Arlette Pujar : gardienne des mémoires fraternelles
Arlette Pujar est une auteure martiniquaise dont l'œuvre s'inscrit résolument dans la valorisation du patrimoine historique et culturel de son île. Profondément enracinée dans sa terre natale, elle a choisi, après une vie professionnelle bien remplie, de consacrer son temps à l'écriture et à la rencontre avec ses lecteurs. « J'ai rejoint le ministère du temps libre », dit-elle avec malice, « donc j'ai du temps pour écrire et du temps à consacrer à mes lecteurs. »
Auteure de plusieurs ouvrages, elle se distingue par une démarche rigoureuse et sensible, toujours ancrée dans les réalités martiniquaises. Son œuvre la plus récente, Le Lycée Schoelcher, est le fruit d'un travail de longue haleine : trois années passées à recueillir les témoignages de générations d'anciens élèves, jeunes et moins jeunes, pour restituer l'âme d'un établissement qui a marqué des générations entières. « Je n'ai été ni élève ni enseignante au lycée Schoelcher », confie-t-elle avec franchise, « mais justement, c'est un regard extérieur que j'apporte. » Un regard neuf qui lui a permis d'appréhender le lycée dans toute sa dimension humaine et historique, bien au-delà de sa seule vocation scolaire.

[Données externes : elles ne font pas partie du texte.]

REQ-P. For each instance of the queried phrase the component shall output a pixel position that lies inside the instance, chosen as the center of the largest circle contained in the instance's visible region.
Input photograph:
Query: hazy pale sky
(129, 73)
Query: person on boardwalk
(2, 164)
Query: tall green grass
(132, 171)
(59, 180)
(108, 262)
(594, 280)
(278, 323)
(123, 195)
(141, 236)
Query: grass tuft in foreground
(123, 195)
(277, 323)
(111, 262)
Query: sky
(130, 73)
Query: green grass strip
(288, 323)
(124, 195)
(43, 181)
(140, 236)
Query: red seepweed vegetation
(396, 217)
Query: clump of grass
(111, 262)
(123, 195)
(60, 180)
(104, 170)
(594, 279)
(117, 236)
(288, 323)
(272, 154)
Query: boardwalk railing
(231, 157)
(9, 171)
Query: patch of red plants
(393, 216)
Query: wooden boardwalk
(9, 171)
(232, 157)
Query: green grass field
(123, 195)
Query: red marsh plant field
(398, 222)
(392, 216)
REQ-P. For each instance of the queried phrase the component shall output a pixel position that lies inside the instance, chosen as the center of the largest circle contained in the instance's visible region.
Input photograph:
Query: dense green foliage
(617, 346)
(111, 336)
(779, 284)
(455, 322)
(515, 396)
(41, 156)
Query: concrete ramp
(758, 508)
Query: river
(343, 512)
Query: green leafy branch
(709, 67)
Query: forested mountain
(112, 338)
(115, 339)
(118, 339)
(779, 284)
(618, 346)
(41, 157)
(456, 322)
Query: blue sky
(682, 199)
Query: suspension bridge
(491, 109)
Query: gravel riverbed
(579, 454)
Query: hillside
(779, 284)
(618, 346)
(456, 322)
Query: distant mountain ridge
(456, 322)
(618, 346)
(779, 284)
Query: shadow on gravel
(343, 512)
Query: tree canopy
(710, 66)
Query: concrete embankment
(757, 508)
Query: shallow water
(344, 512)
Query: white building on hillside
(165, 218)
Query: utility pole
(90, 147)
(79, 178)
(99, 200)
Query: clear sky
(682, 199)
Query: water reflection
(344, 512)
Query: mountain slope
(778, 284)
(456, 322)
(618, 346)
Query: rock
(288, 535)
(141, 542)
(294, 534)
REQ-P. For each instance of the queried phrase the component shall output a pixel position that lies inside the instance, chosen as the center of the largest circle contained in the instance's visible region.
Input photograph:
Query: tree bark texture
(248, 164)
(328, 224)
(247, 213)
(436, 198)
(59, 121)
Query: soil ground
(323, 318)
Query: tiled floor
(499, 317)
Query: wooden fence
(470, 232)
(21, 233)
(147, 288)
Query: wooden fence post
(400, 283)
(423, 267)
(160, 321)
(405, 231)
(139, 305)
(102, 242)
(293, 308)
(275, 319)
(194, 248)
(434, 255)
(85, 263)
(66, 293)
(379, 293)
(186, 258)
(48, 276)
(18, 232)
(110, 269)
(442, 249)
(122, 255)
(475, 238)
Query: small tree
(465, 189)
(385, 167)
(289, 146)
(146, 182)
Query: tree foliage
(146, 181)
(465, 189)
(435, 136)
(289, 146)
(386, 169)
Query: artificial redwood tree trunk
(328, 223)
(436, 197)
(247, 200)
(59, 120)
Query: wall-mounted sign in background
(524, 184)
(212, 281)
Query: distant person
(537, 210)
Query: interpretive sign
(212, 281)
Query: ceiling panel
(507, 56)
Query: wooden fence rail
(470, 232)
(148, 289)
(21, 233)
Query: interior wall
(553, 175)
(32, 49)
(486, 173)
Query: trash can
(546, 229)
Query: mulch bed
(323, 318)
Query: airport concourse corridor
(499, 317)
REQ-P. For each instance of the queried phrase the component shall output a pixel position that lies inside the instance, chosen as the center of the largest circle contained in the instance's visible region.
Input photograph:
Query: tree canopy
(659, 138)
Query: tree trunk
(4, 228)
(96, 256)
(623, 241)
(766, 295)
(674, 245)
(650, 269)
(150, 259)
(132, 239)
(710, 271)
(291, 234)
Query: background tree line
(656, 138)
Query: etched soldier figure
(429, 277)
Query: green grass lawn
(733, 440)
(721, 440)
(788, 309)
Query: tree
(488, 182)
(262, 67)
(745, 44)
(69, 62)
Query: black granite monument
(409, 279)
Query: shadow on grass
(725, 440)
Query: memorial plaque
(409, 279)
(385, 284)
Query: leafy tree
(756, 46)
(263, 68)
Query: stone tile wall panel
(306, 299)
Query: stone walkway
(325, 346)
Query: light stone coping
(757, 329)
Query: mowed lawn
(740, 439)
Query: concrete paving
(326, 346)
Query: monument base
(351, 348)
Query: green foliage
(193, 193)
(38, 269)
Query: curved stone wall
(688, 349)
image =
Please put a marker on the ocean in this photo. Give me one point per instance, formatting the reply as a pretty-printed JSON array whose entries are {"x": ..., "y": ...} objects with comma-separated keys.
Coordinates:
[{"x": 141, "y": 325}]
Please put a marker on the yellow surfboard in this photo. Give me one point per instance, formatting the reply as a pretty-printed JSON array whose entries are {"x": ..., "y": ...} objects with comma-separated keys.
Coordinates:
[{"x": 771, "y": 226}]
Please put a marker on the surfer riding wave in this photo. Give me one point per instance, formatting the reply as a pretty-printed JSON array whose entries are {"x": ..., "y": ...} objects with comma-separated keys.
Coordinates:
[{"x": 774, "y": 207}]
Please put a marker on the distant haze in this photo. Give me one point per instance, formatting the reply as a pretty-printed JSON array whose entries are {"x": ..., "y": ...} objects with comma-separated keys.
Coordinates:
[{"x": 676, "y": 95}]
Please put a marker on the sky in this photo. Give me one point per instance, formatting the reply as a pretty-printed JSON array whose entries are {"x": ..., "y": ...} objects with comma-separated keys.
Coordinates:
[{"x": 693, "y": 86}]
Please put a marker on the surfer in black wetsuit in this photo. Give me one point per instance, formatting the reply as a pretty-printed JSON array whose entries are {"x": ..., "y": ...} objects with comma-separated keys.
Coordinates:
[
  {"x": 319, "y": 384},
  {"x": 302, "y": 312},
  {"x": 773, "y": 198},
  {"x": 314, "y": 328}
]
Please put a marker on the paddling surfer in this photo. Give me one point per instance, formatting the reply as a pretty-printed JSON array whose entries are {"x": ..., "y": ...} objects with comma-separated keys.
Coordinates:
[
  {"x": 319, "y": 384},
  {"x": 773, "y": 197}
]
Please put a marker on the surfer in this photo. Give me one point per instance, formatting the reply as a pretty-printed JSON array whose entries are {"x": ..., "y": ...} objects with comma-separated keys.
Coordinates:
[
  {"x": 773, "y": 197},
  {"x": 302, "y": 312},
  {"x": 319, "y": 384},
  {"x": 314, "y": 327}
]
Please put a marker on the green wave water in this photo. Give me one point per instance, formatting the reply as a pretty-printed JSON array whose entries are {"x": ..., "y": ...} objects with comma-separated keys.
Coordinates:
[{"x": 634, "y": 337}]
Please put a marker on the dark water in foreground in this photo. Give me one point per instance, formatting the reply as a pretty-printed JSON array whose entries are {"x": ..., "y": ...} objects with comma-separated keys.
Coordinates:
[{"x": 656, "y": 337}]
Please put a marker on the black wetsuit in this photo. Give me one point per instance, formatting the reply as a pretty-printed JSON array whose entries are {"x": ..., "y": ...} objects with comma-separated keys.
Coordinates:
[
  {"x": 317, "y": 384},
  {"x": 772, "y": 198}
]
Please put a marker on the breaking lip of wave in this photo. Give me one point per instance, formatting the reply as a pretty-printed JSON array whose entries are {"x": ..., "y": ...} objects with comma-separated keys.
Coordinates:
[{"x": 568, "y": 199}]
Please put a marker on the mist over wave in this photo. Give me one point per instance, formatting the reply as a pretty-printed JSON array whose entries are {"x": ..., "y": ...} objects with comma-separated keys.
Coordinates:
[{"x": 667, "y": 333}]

Car le lycée Schoelcher n'est pas un simple établissement. À une époque où les enfants y entraient dès la maternelle, à quatre ans, pour en ressortir au baccalauréat vers dix-huit ou vingt ans, il constituait un véritable lieu de vie, avec son internat, ses amitiés indéfectibles, ses enseignants de renom. Venir du fond d'une commune grâce à une bourse et à un examen d'entrée sélectif, c'était être « la fierté de ses parents, la fierté d'un quartier ». Entrer dans ce lycée, c'était, selon le mot de Césaire, « entrer dans la civilisation ».
Arlette Pujar s'attache également à la dimension architecturale et patrimoniale du bâtiment. À l'époque de sa construction, le lycée Schoelcher était l'un des rares édifices de Fort-de-France à s'élever en hauteur, visible depuis le plat de la ville, dominant le paysage comme une promesse. « On disait qu'on montait au lycée », rappelle-t-elle, « une ascension vers la culture, vers la connaissance. » Elle a eu l'occasion de le revisiter récemment en compagnie de l'architecte Gustavo Torres, chargé de sa rénovation, découvrant avec émotion comment le bâtiment des années 1930 a été modernisé tout en préservant son architecture d'origine, avec cette vue imprenable sur la baie de Fort-de-France qui s'offre désormais aux élèves comme une fenêtre sur le monde.
Avec cet ouvrage, Arlette Pujar offre bien plus qu'une monographie : elle restitue un pan entier de la mémoire collective martiniquaise, faite de fraternité, d'exigence et de fierté.